×

Właściciel Zary zamknie swoje sklepy! Czy to oznacza masowe zwolnienia?

Właściciel Zary zamyka sklepy na całym świecie. Odzieżowy gigant Inditex z Hiszpanii ucierpiał z powodu pandemii koronawirusa.

Koronawirus uderzył w branżę odzieżową

Pandemia koronawirusa mocno dała się we znaki wszystkim branżom. Do tego stopnia, że odzieżowy gigant Inditex z Hiszpanii, właściciel takich marek jak Zara, Bershka, Stradivarius czy Massimo Dutti postanowił podjąć radykalne kroki.

Inditex dotkliwie odczuł skutki „zamrożenia gospodarki”. W I kwartale roku obrotowego 2020/2021 (dokładnie od 1 lutego do 30 kwietnia), zyski ze sprzedaży spadły o 44 proc. – do 3,3 mld euro.

Jednak to nie wszystko. Firma w ciągu tych trzech miesięcy odnotowała stratę netto w wysokości 409 mln euro (rok temu miała 736 mln euro zysku). Część strat udało się jednak odrobić dzięki sprzedaży w sieci.
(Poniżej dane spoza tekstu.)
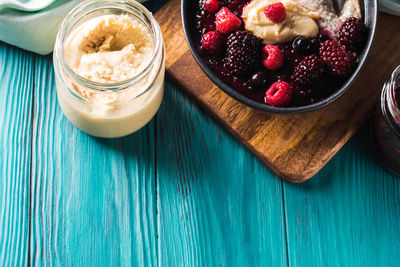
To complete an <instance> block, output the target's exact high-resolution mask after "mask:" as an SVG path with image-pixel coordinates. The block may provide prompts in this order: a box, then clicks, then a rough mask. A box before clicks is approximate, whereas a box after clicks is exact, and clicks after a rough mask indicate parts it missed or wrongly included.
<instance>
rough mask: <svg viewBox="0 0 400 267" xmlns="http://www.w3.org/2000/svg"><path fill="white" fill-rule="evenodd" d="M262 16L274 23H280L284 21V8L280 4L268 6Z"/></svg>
mask: <svg viewBox="0 0 400 267" xmlns="http://www.w3.org/2000/svg"><path fill="white" fill-rule="evenodd" d="M264 14H265V16H267V18H269V20H271V21H272V22H274V23H281V22H283V21H284V20H285V19H286V8H285V6H284V5H283V4H282V2H278V3H274V4H270V5H268V6H266V7H265V8H264Z"/></svg>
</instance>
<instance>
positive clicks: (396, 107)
mask: <svg viewBox="0 0 400 267" xmlns="http://www.w3.org/2000/svg"><path fill="white" fill-rule="evenodd" d="M399 76H400V65H399V66H398V67H397V68H396V69H395V70H394V71H393V72H392V74H391V75H390V78H389V80H388V82H387V83H385V87H386V90H387V92H386V97H387V107H388V109H389V112H390V115H391V116H392V117H393V119H394V120H395V121H396V123H398V122H397V120H396V118H399V116H400V107H399V104H398V103H397V102H396V100H395V95H394V94H395V90H396V88H397V87H399V84H398V78H399ZM399 126H400V124H399Z"/></svg>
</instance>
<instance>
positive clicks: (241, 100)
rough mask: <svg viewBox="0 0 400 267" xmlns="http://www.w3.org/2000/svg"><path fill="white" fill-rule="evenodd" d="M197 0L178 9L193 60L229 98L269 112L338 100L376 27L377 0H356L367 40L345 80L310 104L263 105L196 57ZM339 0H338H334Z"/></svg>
mask: <svg viewBox="0 0 400 267" xmlns="http://www.w3.org/2000/svg"><path fill="white" fill-rule="evenodd" d="M196 1H199V0H182V6H181V12H182V23H183V30H184V32H185V37H186V41H187V43H188V45H189V48H190V51H191V52H192V55H193V57H194V58H195V60H196V62H197V63H198V64H199V66H200V68H201V69H202V70H203V71H204V72H205V74H206V75H207V76H208V77H209V78H210V79H211V80H212V81H213V82H214V83H215V84H216V85H217V86H218V87H219V88H221V89H222V90H223V91H225V93H227V94H228V95H230V96H231V97H233V98H235V99H236V100H238V101H239V102H241V103H243V104H245V105H247V106H249V107H252V108H254V109H258V110H262V111H266V112H271V113H280V114H293V113H302V112H308V111H313V110H316V109H320V108H322V107H324V106H326V105H328V104H330V103H332V102H333V101H335V100H336V99H338V98H339V97H340V96H341V95H343V94H344V93H345V92H346V91H347V89H348V88H349V87H350V86H351V85H352V84H353V82H354V81H355V79H356V78H357V76H358V75H359V73H360V70H361V68H362V67H363V65H364V63H365V60H366V58H367V56H368V54H369V52H370V50H371V46H372V42H373V39H374V37H375V30H376V23H377V19H378V4H377V0H360V4H361V9H362V14H363V19H364V23H365V25H367V27H368V29H369V31H368V39H367V43H366V44H365V48H364V50H363V51H362V52H361V53H360V55H359V59H358V65H357V68H356V70H355V71H354V73H353V74H352V75H351V76H350V77H349V78H348V79H347V81H346V82H345V83H344V84H343V85H342V86H341V87H340V88H338V89H337V90H336V91H335V92H334V93H333V94H332V95H330V96H329V97H327V98H325V99H323V100H321V101H319V102H315V103H312V104H310V105H306V106H299V107H273V106H269V105H267V104H262V103H259V102H256V101H254V100H252V99H250V98H248V97H246V96H244V95H242V94H241V93H239V92H237V91H236V90H235V89H234V88H232V87H231V86H229V85H227V84H226V83H225V82H223V81H222V80H221V79H220V78H219V77H218V76H217V75H216V74H215V73H214V72H213V70H212V69H211V68H210V67H209V66H208V65H207V64H206V63H205V62H204V61H203V59H202V57H201V56H200V53H199V51H197V48H196V45H195V42H194V36H193V35H194V27H193V25H194V18H195V15H194V13H195V9H194V6H195V2H196ZM338 1H340V0H338Z"/></svg>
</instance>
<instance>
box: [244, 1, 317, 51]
mask: <svg viewBox="0 0 400 267" xmlns="http://www.w3.org/2000/svg"><path fill="white" fill-rule="evenodd" d="M276 2H282V3H283V4H284V6H285V8H286V19H285V21H283V22H282V23H274V22H272V21H271V20H269V19H268V18H267V17H266V16H265V14H264V8H265V7H266V6H267V5H270V4H273V3H276ZM318 18H319V14H318V13H317V12H313V11H312V10H310V9H307V8H306V7H304V6H301V5H299V4H298V3H297V2H292V1H278V0H253V1H251V2H250V3H249V4H248V5H247V6H246V7H245V8H244V9H243V20H244V22H245V28H246V30H247V31H249V32H252V33H253V34H254V35H255V36H257V37H258V38H260V39H263V40H264V43H266V44H275V43H283V42H289V41H291V40H293V39H294V38H296V37H297V36H306V37H315V36H316V35H317V34H318V24H317V23H316V21H315V20H316V19H318Z"/></svg>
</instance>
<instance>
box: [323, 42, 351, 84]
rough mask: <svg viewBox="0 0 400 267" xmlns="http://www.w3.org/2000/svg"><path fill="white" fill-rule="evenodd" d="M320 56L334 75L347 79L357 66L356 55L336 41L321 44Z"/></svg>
mask: <svg viewBox="0 0 400 267" xmlns="http://www.w3.org/2000/svg"><path fill="white" fill-rule="evenodd" d="M319 54H320V56H321V59H322V61H324V62H325V63H326V64H327V65H328V66H329V67H330V69H331V71H332V73H333V74H334V75H336V76H339V77H347V76H349V75H350V74H351V72H352V70H353V67H354V65H355V59H356V54H355V53H353V52H351V51H347V50H346V48H345V47H344V46H343V45H341V44H339V43H338V42H336V41H326V42H324V43H322V44H321V47H320V48H319Z"/></svg>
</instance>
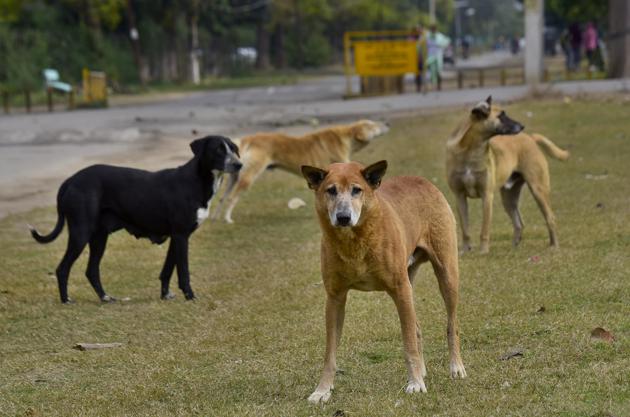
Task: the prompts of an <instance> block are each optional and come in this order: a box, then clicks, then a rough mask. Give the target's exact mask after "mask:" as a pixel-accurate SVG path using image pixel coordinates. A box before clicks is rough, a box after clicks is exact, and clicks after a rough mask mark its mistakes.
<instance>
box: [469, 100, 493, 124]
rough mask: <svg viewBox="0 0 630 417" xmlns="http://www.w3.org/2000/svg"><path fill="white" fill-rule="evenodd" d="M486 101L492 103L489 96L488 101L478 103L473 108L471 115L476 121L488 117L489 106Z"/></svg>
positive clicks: (481, 101) (491, 100) (488, 113)
mask: <svg viewBox="0 0 630 417" xmlns="http://www.w3.org/2000/svg"><path fill="white" fill-rule="evenodd" d="M488 101H490V103H491V102H492V97H491V96H489V97H488V100H486V101H480V102H479V103H477V105H476V106H475V107H473V109H472V112H471V114H472V115H473V116H474V117H475V118H476V119H479V120H481V119H486V118H487V117H488V116H489V115H490V104H489V102H488Z"/></svg>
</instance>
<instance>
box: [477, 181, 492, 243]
mask: <svg viewBox="0 0 630 417" xmlns="http://www.w3.org/2000/svg"><path fill="white" fill-rule="evenodd" d="M481 200H482V205H483V219H482V221H481V245H480V246H479V251H480V252H481V253H488V252H489V251H490V228H491V226H492V202H493V201H494V194H493V192H492V191H491V190H490V191H487V192H486V193H485V194H484V195H482V196H481Z"/></svg>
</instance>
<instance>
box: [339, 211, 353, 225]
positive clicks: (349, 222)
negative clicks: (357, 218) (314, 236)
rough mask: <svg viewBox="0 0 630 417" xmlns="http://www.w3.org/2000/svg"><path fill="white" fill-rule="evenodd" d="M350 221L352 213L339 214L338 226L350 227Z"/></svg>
mask: <svg viewBox="0 0 630 417" xmlns="http://www.w3.org/2000/svg"><path fill="white" fill-rule="evenodd" d="M350 220H352V217H351V216H350V213H337V225H338V226H350Z"/></svg>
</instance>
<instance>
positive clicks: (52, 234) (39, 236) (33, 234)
mask: <svg viewBox="0 0 630 417" xmlns="http://www.w3.org/2000/svg"><path fill="white" fill-rule="evenodd" d="M66 187H67V185H66V183H63V184H62V185H61V187H60V188H59V193H57V224H56V225H55V228H54V229H53V231H52V232H50V233H49V234H47V235H45V236H42V235H40V234H39V232H38V231H37V230H35V228H34V227H33V226H31V225H30V224H27V226H28V229H29V230H30V231H31V236H33V239H35V240H36V241H37V242H39V243H50V242H52V241H53V240H55V239H57V236H59V234H60V233H61V231H62V230H63V225H64V223H65V216H64V215H63V212H62V211H61V208H60V205H61V198H62V197H63V194H64V193H65V191H66Z"/></svg>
Okazuje się, że zakupy online przyniosły o 50 proc. więcej zysku w porównaniu do tego samego okresu sprzed roku. Dlatego właściciel Zary zamyka sklepy, a część swojego biznesu przenosi do Internetu.
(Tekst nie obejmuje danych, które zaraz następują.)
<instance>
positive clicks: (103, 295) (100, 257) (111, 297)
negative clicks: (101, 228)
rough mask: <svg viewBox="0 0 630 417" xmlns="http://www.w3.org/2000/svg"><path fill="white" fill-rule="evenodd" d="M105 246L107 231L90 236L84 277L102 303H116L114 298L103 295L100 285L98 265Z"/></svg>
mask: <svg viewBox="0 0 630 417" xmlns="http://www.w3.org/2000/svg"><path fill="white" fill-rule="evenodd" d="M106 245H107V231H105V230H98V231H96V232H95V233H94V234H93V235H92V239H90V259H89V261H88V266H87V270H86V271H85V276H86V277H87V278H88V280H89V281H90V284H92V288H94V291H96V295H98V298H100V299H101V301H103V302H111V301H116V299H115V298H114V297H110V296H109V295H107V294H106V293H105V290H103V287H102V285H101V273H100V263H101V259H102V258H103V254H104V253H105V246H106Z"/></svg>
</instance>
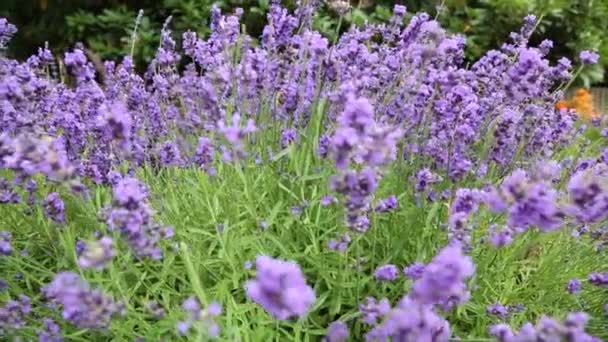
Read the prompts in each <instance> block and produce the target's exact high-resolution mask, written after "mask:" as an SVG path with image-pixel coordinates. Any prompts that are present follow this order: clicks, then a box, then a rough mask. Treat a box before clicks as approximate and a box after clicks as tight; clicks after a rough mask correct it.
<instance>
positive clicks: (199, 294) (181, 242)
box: [179, 242, 207, 305]
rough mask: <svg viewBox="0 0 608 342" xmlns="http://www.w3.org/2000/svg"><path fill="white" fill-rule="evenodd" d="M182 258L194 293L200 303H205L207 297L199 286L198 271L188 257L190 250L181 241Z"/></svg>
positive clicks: (199, 281) (189, 254) (188, 257)
mask: <svg viewBox="0 0 608 342" xmlns="http://www.w3.org/2000/svg"><path fill="white" fill-rule="evenodd" d="M179 247H180V250H181V253H182V259H183V260H184V264H185V266H186V271H187V272H188V278H190V285H192V290H193V291H194V293H196V295H197V297H198V299H199V301H200V302H201V304H203V305H206V304H207V297H206V296H205V292H204V291H203V287H202V286H201V280H200V278H199V277H198V273H197V272H196V270H195V269H194V265H193V264H192V259H191V258H190V251H189V250H188V246H187V245H186V244H185V243H183V242H181V243H180V244H179Z"/></svg>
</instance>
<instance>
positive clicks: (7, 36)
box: [0, 18, 17, 49]
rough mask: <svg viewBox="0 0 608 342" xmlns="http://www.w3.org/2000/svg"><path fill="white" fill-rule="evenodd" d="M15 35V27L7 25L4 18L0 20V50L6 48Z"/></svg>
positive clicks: (0, 19) (15, 26)
mask: <svg viewBox="0 0 608 342" xmlns="http://www.w3.org/2000/svg"><path fill="white" fill-rule="evenodd" d="M15 33H17V27H16V26H15V25H13V24H11V23H9V22H8V20H6V18H0V49H2V48H4V47H5V46H6V44H7V43H8V42H9V41H10V40H11V38H12V37H13V35H15Z"/></svg>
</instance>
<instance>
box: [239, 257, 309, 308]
mask: <svg viewBox="0 0 608 342" xmlns="http://www.w3.org/2000/svg"><path fill="white" fill-rule="evenodd" d="M256 269H257V274H256V278H255V279H254V280H250V281H248V282H247V283H246V284H245V290H246V293H247V296H248V297H249V298H250V299H251V300H253V301H254V302H256V303H258V304H260V305H261V306H262V307H263V308H264V309H266V310H267V311H268V312H269V313H271V314H272V315H273V316H274V317H276V318H277V319H280V320H286V319H289V318H290V317H293V316H298V317H302V316H304V315H305V314H306V313H307V312H308V310H310V307H311V306H312V305H313V304H314V302H315V293H314V290H313V289H312V288H311V287H310V286H308V285H306V280H305V279H304V275H303V274H302V271H301V270H300V268H299V266H298V265H297V264H296V263H294V262H291V261H282V260H278V259H272V258H270V257H267V256H258V257H257V259H256Z"/></svg>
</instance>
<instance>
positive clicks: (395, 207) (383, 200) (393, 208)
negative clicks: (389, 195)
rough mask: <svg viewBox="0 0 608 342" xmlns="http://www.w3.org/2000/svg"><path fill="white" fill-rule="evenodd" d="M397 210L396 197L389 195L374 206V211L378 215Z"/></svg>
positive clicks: (393, 195) (396, 201)
mask: <svg viewBox="0 0 608 342" xmlns="http://www.w3.org/2000/svg"><path fill="white" fill-rule="evenodd" d="M395 209H397V196H395V195H391V196H389V197H387V198H384V199H381V200H380V202H379V203H378V205H376V208H375V211H376V212H379V213H386V212H390V211H393V210H395Z"/></svg>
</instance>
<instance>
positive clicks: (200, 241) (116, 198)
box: [0, 5, 608, 342]
mask: <svg viewBox="0 0 608 342" xmlns="http://www.w3.org/2000/svg"><path fill="white" fill-rule="evenodd" d="M313 11H314V8H313V7H312V6H302V7H297V8H296V9H295V11H294V12H293V13H292V12H290V11H288V10H287V9H285V8H282V7H281V6H279V5H272V6H270V8H269V10H268V13H269V14H268V17H269V20H268V25H267V26H265V27H264V29H263V30H262V34H261V37H256V38H258V39H257V41H256V40H254V38H253V37H251V36H249V35H247V34H244V33H243V31H242V28H241V22H240V19H241V16H242V15H243V13H242V12H241V11H238V10H235V11H234V13H232V14H227V15H222V13H221V11H220V10H219V9H218V8H213V9H212V10H211V15H210V20H209V30H210V32H209V34H208V35H205V36H202V35H198V34H197V33H195V32H186V33H184V34H183V35H182V39H181V44H180V45H181V47H180V46H178V44H177V41H176V40H175V38H174V35H173V32H172V31H171V26H169V25H166V26H164V27H163V28H162V30H161V32H160V40H159V42H158V45H157V48H156V50H155V53H154V57H153V59H152V60H151V61H150V63H149V65H148V66H147V68H145V72H143V73H137V72H136V69H135V67H134V62H133V59H132V58H131V56H130V55H128V54H127V55H126V56H125V57H124V58H122V59H120V60H119V61H107V62H105V63H103V64H102V67H103V70H104V77H103V78H102V79H100V78H99V77H97V75H96V71H95V65H94V64H93V63H92V62H90V61H89V59H88V58H87V53H86V51H84V50H83V49H82V47H80V46H77V47H76V48H74V49H70V50H68V51H66V52H65V53H63V54H62V65H64V66H65V75H62V78H60V79H57V78H54V77H53V73H52V70H51V69H52V66H53V65H54V64H55V63H56V61H55V59H54V57H53V54H52V53H51V51H50V50H49V49H48V48H41V49H39V50H38V51H37V53H36V54H35V55H33V56H31V57H30V58H28V59H27V60H26V61H25V62H19V61H17V60H15V59H11V58H7V57H5V56H0V173H1V175H2V178H1V179H0V204H1V205H0V227H2V230H1V231H0V267H1V269H2V270H3V273H2V277H3V278H2V279H1V281H0V291H2V293H0V299H1V300H2V304H0V334H2V336H1V337H2V338H3V339H6V340H10V339H17V338H23V339H25V340H31V339H35V338H36V337H38V338H39V339H41V340H43V341H45V340H46V341H49V340H50V341H60V340H62V339H66V340H70V341H72V340H73V341H91V340H93V341H97V340H108V339H110V340H117V341H133V340H141V339H144V340H152V341H157V340H162V339H170V340H177V339H188V340H195V341H200V340H207V339H212V338H219V339H222V340H226V341H269V340H281V341H283V340H295V341H310V340H314V341H318V340H322V339H323V338H325V339H326V340H327V341H332V342H336V341H345V340H346V339H347V338H348V335H350V336H352V339H354V340H362V339H363V338H365V339H367V340H369V341H387V340H393V341H396V340H399V341H436V342H447V341H450V340H455V339H459V340H460V339H463V340H466V339H476V340H478V339H479V338H482V339H487V338H488V337H491V338H493V339H496V340H498V341H505V342H507V341H521V340H551V341H559V340H577V341H579V340H580V341H595V340H596V339H594V338H593V337H591V336H590V334H597V335H598V336H599V337H601V338H605V337H608V336H607V335H606V332H607V331H608V330H607V329H606V322H607V320H606V312H605V310H606V309H605V305H606V302H607V301H608V293H606V286H608V272H607V270H606V266H607V265H608V255H606V253H605V252H603V250H604V248H605V247H606V246H607V244H608V232H607V231H606V228H605V227H606V224H607V223H608V211H607V210H606V208H608V171H607V170H608V164H607V163H608V155H607V151H606V146H607V144H606V137H608V128H606V123H605V122H602V120H597V118H595V119H596V120H593V121H590V122H587V121H584V122H581V121H578V120H579V117H578V116H577V115H576V114H575V113H574V112H573V111H572V110H569V109H568V108H561V109H560V108H556V101H557V100H558V99H559V98H561V96H562V94H561V93H562V91H563V90H564V89H566V88H567V87H568V85H569V84H570V80H571V79H572V77H573V70H572V69H573V68H572V64H571V63H570V61H568V60H567V59H560V60H558V61H557V62H556V63H550V61H549V60H548V59H547V54H548V53H549V52H550V46H549V45H550V44H548V43H547V42H544V43H541V44H539V45H535V44H532V43H531V42H530V37H531V36H532V34H533V32H534V30H535V28H536V26H537V23H538V19H537V18H536V17H534V16H531V15H528V16H526V17H525V18H524V24H523V26H522V27H521V28H520V29H519V30H518V31H515V32H514V33H513V34H512V35H511V36H510V39H509V40H508V41H507V43H505V44H504V45H502V46H501V48H500V49H499V50H491V51H488V52H487V53H486V54H484V55H483V57H481V58H480V59H479V60H478V61H477V62H475V63H473V64H470V65H468V64H467V63H465V50H464V48H465V44H464V38H463V37H461V36H458V35H453V34H451V33H449V32H448V31H446V30H444V29H443V28H442V27H441V25H440V24H439V23H438V22H437V21H435V20H433V19H432V18H431V17H430V16H429V15H427V14H425V13H419V14H416V15H414V16H412V17H411V19H410V20H408V21H406V20H405V8H403V7H402V6H395V8H394V12H393V15H392V16H391V18H390V19H389V21H388V23H387V24H386V25H373V24H366V25H364V26H362V27H356V26H351V27H350V28H349V30H348V31H347V32H345V33H343V34H342V35H341V36H340V37H339V38H337V40H336V42H332V41H330V40H328V39H327V38H325V37H323V36H322V35H321V34H320V33H318V32H316V31H314V30H311V29H310V27H311V25H312V23H311V21H312V20H313V17H312V14H313ZM142 22H143V21H142ZM15 33H16V28H15V27H14V26H13V25H11V24H10V23H8V22H7V21H6V20H4V19H0V45H1V46H0V48H3V47H4V44H6V43H7V42H9V41H10V39H11V37H12V36H14V35H15ZM128 46H129V45H128V44H127V45H125V46H122V47H121V49H127V50H128V49H129V48H128ZM581 56H582V57H583V58H581V61H582V62H583V65H581V67H582V68H583V69H582V70H584V69H585V68H587V67H589V66H591V65H593V64H594V63H596V62H597V58H599V56H598V55H597V54H595V53H593V52H590V51H584V53H582V54H581ZM577 70H580V67H579V68H578V69H577ZM587 126H592V127H591V128H589V129H587ZM254 264H255V268H254ZM583 310H584V311H585V312H586V313H585V312H581V311H583ZM573 311H574V312H573ZM544 315H549V316H552V317H554V318H549V317H547V316H544ZM526 321H531V322H538V323H524V322H526ZM510 325H512V326H513V327H514V328H511V327H510ZM520 326H521V328H519V327H520Z"/></svg>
Właściciel Zary zamyka sklepy

Do hiszpańskiej firmy Inditex należą takie popularne sieciówki, jak: Zara, Bershka, Stradivarius czy Massimo Dutti. Jak podaje Guardian, odzieżowy gigant ma zamknąć od 1 000 do 1 200 sklepów. Ma to nastąpić głównie w Azji i Europie (obecnie posiada ponad 7 400 salonów swoich marek na całym świecie). Nie podano, czy i ile placówek zostanie zamkniętych w Polsce.

W ten sposób Inditex chce jeszcze mocniej postawić na sprzedaż internetową. Firma planuje wydać miliard euro na ofertę online do 2022 r. oraz kolejne 1,7 mld euro w sklepach, aby umożliwić im lepszą integrację ze stronami internetowymi w celu szybszych dostaw.

Co z pracownikami? Firma przekazała, że „zatrudnienie pozostanie na stabilnym poziomie”. Pracownicy będą mogli pracować na innych stanowiskach, takich jak wysyłka zakupów przez Internet.